The story tracks back to December 1, 1948, when the then President José Figueres Ferrer abolished Costa Rica’s military after a bloody civil war. He symbolically smashed a wall with a mallet to mark the end of the nation’s military spirit and vowed to invest in education instead. Costa Rica has been spared the conflicts of neighbouring Guatemala and Nicaragua as a result and a relatively well funded state education system has seen literacy rates soar to almost 95%.
A world class state education has raised the level of environmental awareness in Costa Rica far higher than even most First World counties. Heavily dependent on eco-tourism successive governments have established a system of national parks that now covers 25% of the country’s territory. Despite only having 0.3% of the Earth’s terra firma Costa Rica is home to 6% of the world’s biodiversity with 840 recorded species of birds in the country alone.
The Corvocado National Park in the Osa Peninsular is the jewel in Costa Rica’s crown of natural reserves. The last remaining primary forest on Central America’s Pacific coast, Corvocado extends across an area of 164 square kilometres with just 1% accessible to visitors. Just getting to it is an adventure itself. We were the only three passengers in a single prop plane that bounced through the mountain thermals to land on in single strip runway cut into the jungle. We spotted 55 species of animals that we had never seen before during our short stay there, including sloths, howler monkeys, scarlet macaws and humpback whales on their long migration from Alaska.
As well as habitat loss, the greatest threat facing wild animals is climate change. Desertification, flooding, sea level rise, the list goes on and few can now ignore the reality that we are already living with the consequences of a runaway CO2 rise. Here once again Costa Rica is ahead of the game in combating greenhouse gases. Green sources such as hydro, solar and geothermal power from volcanoes in the region now generate 98% of the country’s electricity. The country is committed and on track to be the world’s first carbon neutral country by 2021.
Which brings in a roundabout sort of way back to coffee and the Aquiares Estate which we visited in February this year. Owned and managed by the inspirational father and son team Alfonso and Diego Robelo, Aquiares is a model for environmental sustainability. The largest rainforest certified farm in Costa Rica, in the past decade the farm has planted 50,000 shade trees, creating natural buffers around streams and water sources. This is encouraging a rich diversity of wildlife, such as our little red-eyed tree frog, back into Aquiares. In recent years armadillos, sloths, coyotes, squirrels and dozens of bird species have been spotted on the farm.

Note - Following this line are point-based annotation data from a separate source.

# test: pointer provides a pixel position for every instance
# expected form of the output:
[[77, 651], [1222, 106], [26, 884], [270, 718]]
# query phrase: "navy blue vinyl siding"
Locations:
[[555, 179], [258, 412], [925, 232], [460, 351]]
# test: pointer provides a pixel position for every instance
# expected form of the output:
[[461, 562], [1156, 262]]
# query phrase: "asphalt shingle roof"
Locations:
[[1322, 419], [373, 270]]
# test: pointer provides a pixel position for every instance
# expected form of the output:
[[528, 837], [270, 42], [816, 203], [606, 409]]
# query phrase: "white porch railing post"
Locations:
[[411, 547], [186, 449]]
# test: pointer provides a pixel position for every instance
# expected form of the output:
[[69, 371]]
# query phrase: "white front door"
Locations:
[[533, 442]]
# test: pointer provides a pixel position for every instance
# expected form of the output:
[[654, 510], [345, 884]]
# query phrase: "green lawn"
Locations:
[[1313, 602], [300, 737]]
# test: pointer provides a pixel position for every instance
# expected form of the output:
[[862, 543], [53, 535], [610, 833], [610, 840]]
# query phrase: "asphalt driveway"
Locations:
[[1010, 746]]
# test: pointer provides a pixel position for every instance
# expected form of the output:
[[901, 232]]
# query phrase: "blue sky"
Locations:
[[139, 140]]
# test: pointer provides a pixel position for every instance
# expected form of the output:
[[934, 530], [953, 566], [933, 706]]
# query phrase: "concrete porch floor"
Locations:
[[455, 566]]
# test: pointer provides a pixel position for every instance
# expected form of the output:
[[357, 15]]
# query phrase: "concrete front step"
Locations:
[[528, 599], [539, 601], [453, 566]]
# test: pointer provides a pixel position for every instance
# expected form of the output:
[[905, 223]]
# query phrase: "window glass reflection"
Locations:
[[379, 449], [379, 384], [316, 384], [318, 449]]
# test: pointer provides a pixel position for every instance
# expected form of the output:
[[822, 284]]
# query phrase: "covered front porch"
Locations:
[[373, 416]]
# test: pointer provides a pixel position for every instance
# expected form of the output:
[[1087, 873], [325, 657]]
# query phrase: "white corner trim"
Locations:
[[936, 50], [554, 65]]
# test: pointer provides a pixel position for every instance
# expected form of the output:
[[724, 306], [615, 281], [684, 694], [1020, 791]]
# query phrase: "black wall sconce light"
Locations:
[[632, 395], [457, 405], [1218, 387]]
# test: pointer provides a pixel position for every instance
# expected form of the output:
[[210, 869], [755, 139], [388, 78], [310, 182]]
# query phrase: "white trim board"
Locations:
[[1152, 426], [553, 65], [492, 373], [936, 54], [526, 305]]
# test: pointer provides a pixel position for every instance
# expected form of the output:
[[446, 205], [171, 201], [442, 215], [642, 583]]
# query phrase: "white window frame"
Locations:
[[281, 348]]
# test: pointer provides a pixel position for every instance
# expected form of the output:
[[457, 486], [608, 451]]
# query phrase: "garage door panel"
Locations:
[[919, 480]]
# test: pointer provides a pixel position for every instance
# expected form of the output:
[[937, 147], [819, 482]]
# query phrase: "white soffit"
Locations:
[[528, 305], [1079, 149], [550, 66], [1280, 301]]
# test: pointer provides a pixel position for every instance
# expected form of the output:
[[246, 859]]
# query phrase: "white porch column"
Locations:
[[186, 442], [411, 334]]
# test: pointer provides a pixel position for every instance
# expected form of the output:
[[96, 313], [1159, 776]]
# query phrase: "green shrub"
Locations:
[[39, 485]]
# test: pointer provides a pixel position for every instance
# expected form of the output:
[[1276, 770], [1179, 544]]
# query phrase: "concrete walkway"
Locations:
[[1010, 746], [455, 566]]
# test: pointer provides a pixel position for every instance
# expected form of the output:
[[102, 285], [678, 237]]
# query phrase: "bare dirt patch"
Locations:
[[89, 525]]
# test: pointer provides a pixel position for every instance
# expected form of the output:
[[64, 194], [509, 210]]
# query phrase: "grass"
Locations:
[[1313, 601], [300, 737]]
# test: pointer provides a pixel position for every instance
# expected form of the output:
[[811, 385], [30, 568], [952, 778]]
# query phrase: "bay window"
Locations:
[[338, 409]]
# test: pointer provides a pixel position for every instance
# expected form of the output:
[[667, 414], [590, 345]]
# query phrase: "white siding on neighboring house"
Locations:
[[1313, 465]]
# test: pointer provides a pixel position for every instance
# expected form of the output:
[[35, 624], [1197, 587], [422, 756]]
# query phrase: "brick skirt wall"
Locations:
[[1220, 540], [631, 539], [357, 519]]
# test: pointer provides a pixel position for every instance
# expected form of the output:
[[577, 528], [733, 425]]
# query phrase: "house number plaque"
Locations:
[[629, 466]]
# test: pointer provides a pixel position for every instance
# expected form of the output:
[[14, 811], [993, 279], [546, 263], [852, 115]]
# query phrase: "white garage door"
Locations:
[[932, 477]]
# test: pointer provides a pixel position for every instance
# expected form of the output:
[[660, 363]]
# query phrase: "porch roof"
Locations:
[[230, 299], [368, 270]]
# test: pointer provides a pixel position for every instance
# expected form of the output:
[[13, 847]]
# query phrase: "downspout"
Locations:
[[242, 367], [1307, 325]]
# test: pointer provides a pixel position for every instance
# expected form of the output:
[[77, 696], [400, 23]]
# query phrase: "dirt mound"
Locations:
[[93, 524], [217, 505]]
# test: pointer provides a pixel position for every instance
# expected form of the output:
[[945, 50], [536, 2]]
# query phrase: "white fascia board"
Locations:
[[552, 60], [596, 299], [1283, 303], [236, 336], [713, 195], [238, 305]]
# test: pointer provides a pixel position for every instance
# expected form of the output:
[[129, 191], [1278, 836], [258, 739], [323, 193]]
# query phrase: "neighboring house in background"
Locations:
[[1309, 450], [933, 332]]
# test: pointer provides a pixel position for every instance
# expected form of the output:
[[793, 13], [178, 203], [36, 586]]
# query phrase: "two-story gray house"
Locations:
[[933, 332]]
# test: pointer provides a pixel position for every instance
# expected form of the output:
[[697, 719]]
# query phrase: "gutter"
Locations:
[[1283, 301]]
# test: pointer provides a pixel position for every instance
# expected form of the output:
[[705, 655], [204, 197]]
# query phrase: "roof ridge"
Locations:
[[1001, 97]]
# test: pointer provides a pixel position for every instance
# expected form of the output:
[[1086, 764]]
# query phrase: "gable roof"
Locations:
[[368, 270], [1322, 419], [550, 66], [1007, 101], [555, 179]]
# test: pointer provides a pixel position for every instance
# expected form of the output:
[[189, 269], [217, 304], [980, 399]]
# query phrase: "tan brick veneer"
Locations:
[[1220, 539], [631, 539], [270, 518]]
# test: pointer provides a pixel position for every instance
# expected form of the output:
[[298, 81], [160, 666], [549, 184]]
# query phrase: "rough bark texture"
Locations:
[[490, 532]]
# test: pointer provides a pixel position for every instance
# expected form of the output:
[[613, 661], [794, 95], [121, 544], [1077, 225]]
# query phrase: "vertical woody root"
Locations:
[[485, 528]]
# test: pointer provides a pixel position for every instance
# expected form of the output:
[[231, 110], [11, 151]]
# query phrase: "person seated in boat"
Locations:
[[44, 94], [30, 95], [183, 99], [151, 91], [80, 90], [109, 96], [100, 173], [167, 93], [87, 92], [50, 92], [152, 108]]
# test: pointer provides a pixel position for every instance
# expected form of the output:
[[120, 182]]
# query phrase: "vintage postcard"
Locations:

Innovation Manager Diego Robelo has now achieved a new goal: making Aquiares Costa Rica’s first carbon neutral coffee farm. It was no easy task with the first steps to somehow calculate just how much carbon is taken up with coffee production. His team produced a greenhouse gas ‘emissions inventory’ that calculated the use of petrol, biomass, fertiliser and other CO2 producing operations on his farm. He also worked with a forestry consulting firm to measure how much greenhouse gases are absorbed by fauna on the farm. Diego has balance his carbon books and his farm has now been recognised by stringent regulations set by the Intergovernmental Panel on Climate Change (IPCC) as carbon neutral.
Hopefully Aquiares can inspire coffee farms and co-operatives around the world to maintain or adopt similar respect to the wider environment. Of course even then the journey of green coffee has only really begun. We have the same responsibility as roasters, café owners and coffee consumers to make the industry more environmentally, as well as socially, sustainable. Certainly, here at Glen Lyon we are looking at our carbon footprint and tomorrow will be planting 100 native trees in Inverness-shire with Trees for Life to help give back what we have taken.
For me seeing that little red-eyed tree frog at Aquiares represented something that I can’t quite put into words. As a symbol for nature’s incredible resilience if you give it half chance. Or maybe more than that. A little manifestation of hope clinging on in the darkness.